When the game resumed, Effinson Mora doubled down the right-field line. Gentile's next pitch sailed over catcher Matt Cunningham's head and Mora advanced to third. Esteban Avila singled sharply to right and Venezuela led, 1-0. Erik Villalobos singled to put runners on first and second, but Avila strayed too far off second after a pitch to Guillermo Quiroz and Cunningham threw to second to start a rundown that ended the inning.

Venezuela's baserunning bordered on reckless, but a gamble in the fifth scored the decisive run. After driving in the third run with a single and advancing to third on two more singles, Avila broke for home on a pitch in the dirt that slipped past Cunningham. The Northridge catcher picked up the ball in time to beat Avila to the plate, but Cunningham hesitated before breaking, and Avila beat the tag.

Gentile threw five wild pitches, all after the delay. Nine of the first 14 batters after play resumed reached base, seven on hits.

Ready in relief was Peter Tuber, who posted Northridge's first Series victory and won three decisions in the Western Regional. But Baca stuck with Gentile, who pitched a one-hit shutout in his other Series appearance.

"When we started again, Gentile had trouble getting his fastball down," Baca said. "I was one batter away from replacing him, but he did just well enough to stay in the game."

Baca disputed a call during Venezuela's fifth-inning rally. Hidalgo singled with two out to load the bases, but Baca claimed the hitter had stepped out of the batter's box, a call the umpire had made on a different Venezuelan batter in the second inning.
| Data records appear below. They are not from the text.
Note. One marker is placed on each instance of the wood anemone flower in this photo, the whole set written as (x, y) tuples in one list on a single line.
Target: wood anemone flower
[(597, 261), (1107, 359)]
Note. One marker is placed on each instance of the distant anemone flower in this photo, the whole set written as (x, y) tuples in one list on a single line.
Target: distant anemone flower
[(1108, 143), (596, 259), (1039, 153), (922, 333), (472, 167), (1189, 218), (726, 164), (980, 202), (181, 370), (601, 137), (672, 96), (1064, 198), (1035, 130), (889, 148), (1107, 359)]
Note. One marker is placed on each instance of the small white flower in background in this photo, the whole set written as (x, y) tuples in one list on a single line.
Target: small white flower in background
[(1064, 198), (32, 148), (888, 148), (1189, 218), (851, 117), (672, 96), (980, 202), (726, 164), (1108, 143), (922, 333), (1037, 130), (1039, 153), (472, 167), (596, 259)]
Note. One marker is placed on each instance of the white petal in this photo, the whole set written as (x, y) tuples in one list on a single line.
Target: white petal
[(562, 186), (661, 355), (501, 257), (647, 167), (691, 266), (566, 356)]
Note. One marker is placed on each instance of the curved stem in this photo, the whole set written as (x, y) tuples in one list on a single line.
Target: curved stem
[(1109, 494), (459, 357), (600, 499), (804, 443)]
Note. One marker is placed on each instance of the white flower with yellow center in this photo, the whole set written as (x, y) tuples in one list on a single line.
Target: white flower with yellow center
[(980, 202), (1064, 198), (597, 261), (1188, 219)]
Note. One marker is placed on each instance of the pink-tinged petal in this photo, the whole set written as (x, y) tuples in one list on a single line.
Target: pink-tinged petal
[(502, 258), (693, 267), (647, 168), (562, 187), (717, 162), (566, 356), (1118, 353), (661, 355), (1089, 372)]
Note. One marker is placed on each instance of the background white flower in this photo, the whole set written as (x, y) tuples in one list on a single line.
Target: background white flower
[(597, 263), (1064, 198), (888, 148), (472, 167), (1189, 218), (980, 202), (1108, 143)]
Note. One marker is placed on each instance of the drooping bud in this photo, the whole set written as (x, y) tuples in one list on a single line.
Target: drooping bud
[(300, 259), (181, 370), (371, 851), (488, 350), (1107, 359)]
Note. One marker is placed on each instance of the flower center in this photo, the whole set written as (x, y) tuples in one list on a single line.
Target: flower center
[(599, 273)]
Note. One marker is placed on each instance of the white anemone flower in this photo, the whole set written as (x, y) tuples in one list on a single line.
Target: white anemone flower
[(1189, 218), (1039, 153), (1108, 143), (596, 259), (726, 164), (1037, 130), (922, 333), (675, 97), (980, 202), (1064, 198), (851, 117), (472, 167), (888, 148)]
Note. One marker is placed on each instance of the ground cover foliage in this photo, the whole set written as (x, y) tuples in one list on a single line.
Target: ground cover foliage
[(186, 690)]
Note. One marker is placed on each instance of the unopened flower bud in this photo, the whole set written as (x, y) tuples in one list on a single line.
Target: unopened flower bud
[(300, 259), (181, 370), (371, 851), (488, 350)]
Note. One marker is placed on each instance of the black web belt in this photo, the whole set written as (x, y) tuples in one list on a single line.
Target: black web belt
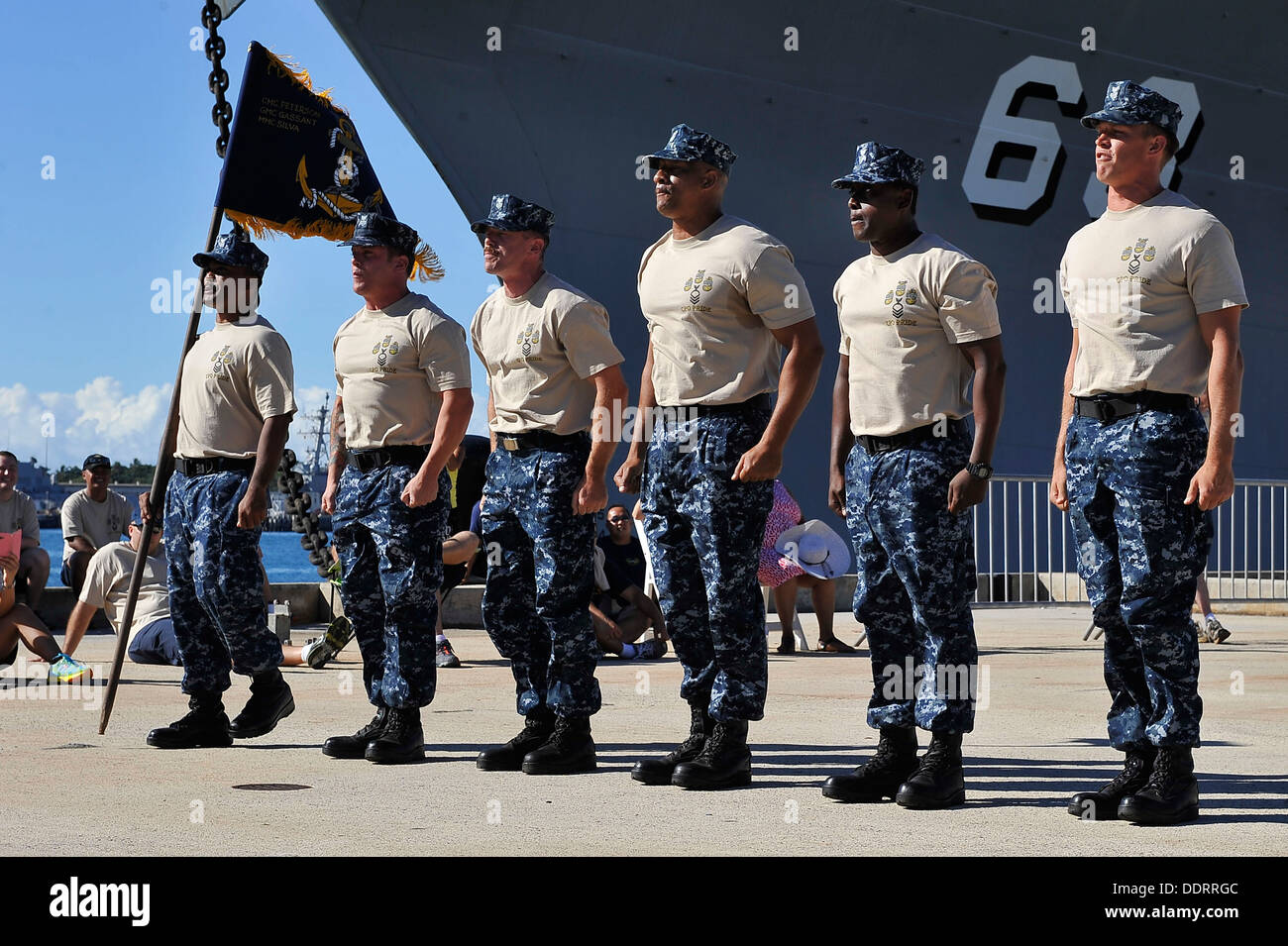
[(1111, 407), (541, 439), (204, 467), (684, 412), (408, 455), (910, 438)]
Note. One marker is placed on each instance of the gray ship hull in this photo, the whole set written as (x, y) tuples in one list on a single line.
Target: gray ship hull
[(990, 98)]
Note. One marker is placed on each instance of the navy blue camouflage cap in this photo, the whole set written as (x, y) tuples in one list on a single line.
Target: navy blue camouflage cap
[(510, 213), (374, 229), (690, 145), (1127, 103), (233, 249), (883, 163)]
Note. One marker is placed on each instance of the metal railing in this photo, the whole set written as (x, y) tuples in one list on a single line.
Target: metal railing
[(1025, 553)]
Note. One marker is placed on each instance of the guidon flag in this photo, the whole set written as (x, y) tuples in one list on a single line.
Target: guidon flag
[(295, 162)]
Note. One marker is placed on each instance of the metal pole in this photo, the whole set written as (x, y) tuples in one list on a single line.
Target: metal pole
[(165, 464)]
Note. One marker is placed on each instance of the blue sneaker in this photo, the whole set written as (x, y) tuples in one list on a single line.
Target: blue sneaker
[(64, 670)]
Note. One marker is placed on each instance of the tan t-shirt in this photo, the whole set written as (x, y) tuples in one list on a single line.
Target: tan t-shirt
[(902, 318), (540, 352), (18, 514), (711, 301), (1134, 283), (237, 374), (98, 521), (107, 581), (391, 367)]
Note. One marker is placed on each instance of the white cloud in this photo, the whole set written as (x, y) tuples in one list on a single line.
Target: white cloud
[(99, 417)]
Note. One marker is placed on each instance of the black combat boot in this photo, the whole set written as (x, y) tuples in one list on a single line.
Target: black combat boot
[(206, 725), (881, 775), (356, 747), (660, 771), (1170, 796), (537, 727), (938, 782), (1103, 803), (269, 703), (403, 740), (724, 761), (568, 751)]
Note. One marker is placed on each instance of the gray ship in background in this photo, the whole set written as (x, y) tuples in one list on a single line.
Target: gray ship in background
[(558, 102)]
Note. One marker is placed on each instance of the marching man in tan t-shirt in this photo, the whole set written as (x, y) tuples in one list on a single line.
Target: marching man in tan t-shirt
[(918, 332), (400, 408), (722, 302), (553, 373), (235, 413), (1154, 295)]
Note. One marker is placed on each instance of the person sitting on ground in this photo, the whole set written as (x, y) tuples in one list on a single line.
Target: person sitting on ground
[(1212, 630), (786, 576), (20, 623), (18, 514), (459, 554), (153, 641), (91, 517), (621, 545), (621, 613)]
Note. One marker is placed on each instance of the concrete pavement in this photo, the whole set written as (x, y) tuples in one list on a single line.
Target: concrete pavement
[(1039, 736)]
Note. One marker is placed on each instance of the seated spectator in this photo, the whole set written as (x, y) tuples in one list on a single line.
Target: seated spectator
[(91, 517), (459, 554), (153, 641), (621, 547), (621, 613), (18, 514), (20, 623), (786, 576)]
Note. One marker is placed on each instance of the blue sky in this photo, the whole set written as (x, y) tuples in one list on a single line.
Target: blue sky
[(117, 99)]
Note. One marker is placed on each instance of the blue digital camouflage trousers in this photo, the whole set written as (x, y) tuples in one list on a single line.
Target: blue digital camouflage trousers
[(540, 576), (393, 564), (915, 577), (1140, 553), (217, 598), (704, 533)]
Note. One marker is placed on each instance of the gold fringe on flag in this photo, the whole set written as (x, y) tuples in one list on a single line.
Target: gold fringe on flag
[(301, 75), (425, 266)]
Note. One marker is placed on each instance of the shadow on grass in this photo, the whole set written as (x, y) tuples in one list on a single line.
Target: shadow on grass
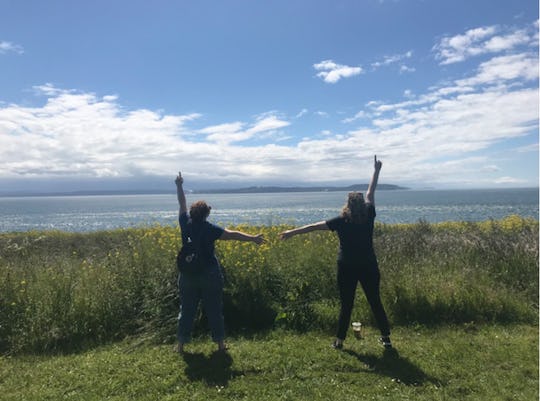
[(391, 364), (214, 370)]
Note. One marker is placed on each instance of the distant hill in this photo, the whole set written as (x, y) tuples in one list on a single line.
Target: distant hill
[(276, 189), (247, 190)]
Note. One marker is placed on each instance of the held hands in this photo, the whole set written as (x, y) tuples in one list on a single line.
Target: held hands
[(286, 234), (179, 179), (258, 239), (377, 164)]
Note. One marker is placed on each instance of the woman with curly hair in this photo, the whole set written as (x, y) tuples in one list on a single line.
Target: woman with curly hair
[(356, 259), (206, 283)]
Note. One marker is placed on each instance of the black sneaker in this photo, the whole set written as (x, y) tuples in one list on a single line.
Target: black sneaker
[(385, 341)]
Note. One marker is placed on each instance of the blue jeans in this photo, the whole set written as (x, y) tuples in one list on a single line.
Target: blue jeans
[(207, 287), (369, 278)]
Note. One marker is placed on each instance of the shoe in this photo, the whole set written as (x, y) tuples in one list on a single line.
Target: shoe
[(385, 341)]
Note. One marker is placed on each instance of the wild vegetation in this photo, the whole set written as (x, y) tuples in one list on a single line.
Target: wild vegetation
[(64, 291)]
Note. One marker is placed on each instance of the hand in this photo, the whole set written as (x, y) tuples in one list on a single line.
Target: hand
[(258, 239), (286, 234), (179, 179), (377, 164)]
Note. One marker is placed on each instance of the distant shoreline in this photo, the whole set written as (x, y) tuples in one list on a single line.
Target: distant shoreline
[(246, 190)]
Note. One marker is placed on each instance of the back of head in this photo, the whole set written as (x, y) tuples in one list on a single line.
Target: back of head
[(199, 211), (354, 210)]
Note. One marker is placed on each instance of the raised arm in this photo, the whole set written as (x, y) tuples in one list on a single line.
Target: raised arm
[(321, 225), (180, 193), (241, 236), (370, 196)]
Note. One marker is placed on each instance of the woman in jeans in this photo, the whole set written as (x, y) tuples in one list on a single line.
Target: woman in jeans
[(356, 260), (206, 285)]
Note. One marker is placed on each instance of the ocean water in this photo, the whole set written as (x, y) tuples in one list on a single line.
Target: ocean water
[(103, 212)]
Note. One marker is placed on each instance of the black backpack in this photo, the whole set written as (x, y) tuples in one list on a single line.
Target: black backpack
[(189, 259)]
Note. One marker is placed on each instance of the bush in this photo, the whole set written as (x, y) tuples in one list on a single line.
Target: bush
[(62, 291)]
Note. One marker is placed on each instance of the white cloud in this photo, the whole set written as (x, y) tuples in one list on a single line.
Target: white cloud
[(431, 137), (6, 47), (331, 72), (483, 40), (396, 58), (235, 132)]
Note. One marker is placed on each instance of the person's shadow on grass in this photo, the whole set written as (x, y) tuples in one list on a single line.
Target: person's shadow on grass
[(214, 370), (391, 364)]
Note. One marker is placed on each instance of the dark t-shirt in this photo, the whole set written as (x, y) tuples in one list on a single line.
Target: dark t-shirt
[(355, 239), (210, 234)]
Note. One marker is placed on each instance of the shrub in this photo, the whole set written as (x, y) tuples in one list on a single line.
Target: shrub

Avila scored on the wild pitch moments later.

Hidalgo retired the side in order in the final inning to clinch the victory.

"We didn't lose because the Venezuelan kids were over-age, or because somebody stepped out of the batter's box," said Greg Frost, father of Northridge second baseman Michael Frost, as the teams engaged in a postgame handshake. "We lost because we got beat by a team that played better than us today. Believe me, our kids will accept that."

World Series Notes

Northridge center fielder Nathaniel Dunlap left the game in top of the fifth inning. He was hit in the right hand swinging at a fastball in the third inning and was diagnosed by a team doctor as having a broken thumb. . . . First baseman Matt Cassel led Northridge in hitting during the Series, going 6 for 14 for a .429 average.

Cesar Hidalgo, the Venezuelan pitcher, has a brother, Jose, playing for the Baltimore Orioles' Class-A affiliate in Sarasota, Fla. . . . Venezuela has been to the World Series seven times, but this is its first championship. Only Canada has earned more trips to the Series, with eight.